Desde hace unos días he decidido
dejar de tener el ceño fruncido. Me he cansado de tanta preocupación. No es que
no tenga motivos –¿a quién no le sobran?–, es que quiero poner mi voluntad en
el optimismo, que me he apuntado a fuego la idea de que menos es más y que
quiero rebajar en lo posible la tensión en todos los aspectos de mi vida, ahora
que empiezan con tanta fuerza esas prometedoras segundas rebajas. No quiero más
arrugas en la frente. Quiero rebajar la tensión, distenderlo todo, empezando
por el entrecejo, porque me he dado cuenta de que todo lo que deseas, te
atropella. No me acuerdo en dónde leí aquello de que hay que tener mucho
cuidado con los sueños, porque tienen una espantosa tendencia a cumplirse.

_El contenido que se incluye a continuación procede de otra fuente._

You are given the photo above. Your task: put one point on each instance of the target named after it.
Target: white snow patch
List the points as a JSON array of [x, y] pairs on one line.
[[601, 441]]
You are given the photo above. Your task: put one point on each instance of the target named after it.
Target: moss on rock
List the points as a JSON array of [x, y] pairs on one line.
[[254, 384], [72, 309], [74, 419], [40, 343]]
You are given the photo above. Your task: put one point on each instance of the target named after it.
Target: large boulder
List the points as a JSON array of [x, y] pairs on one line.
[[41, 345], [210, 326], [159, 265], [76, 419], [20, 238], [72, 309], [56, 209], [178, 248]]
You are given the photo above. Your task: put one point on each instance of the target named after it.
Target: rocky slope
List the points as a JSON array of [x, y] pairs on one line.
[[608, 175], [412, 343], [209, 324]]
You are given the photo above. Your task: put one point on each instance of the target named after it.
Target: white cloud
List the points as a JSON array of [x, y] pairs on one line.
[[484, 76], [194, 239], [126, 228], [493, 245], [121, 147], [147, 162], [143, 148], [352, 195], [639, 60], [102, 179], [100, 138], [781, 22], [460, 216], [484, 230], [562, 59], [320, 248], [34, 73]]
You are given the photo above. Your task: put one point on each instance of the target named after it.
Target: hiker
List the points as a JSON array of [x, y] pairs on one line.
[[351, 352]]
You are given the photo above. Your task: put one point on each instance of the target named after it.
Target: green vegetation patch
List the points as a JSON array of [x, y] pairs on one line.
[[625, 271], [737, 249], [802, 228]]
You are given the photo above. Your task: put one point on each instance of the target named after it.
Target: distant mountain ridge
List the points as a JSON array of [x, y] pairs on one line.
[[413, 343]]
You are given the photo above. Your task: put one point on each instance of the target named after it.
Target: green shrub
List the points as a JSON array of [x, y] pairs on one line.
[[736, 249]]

No
es que quiera una vida ascética en plan estoico, no es exactamente eso, pero sí
que he visto que la solución a muchos problemas tiene que ver con eso que
llaman decrecimiento. Lo contaban hace poco los autores de La polis
secuestrada en la presentación del libro aquí en León, lo decían con
claridad meridiana, explicando las causas de la deshumanización de las
ciudades; en el fondo, la deshumanización de la humanidad, porque cada vez hay
más humanos que se deshumanizan viviendo en megalópolis o en ciudades lo bastante grandes para impedir la
humanidad. Todavía no voy a decir que nos esté pasando en una como la nuestra,
aunque quizá... Lo bueno es que hablaban de soluciones optimistas, soluciones
generosas como esa de la superación del desequilibrio por el decrecimiento.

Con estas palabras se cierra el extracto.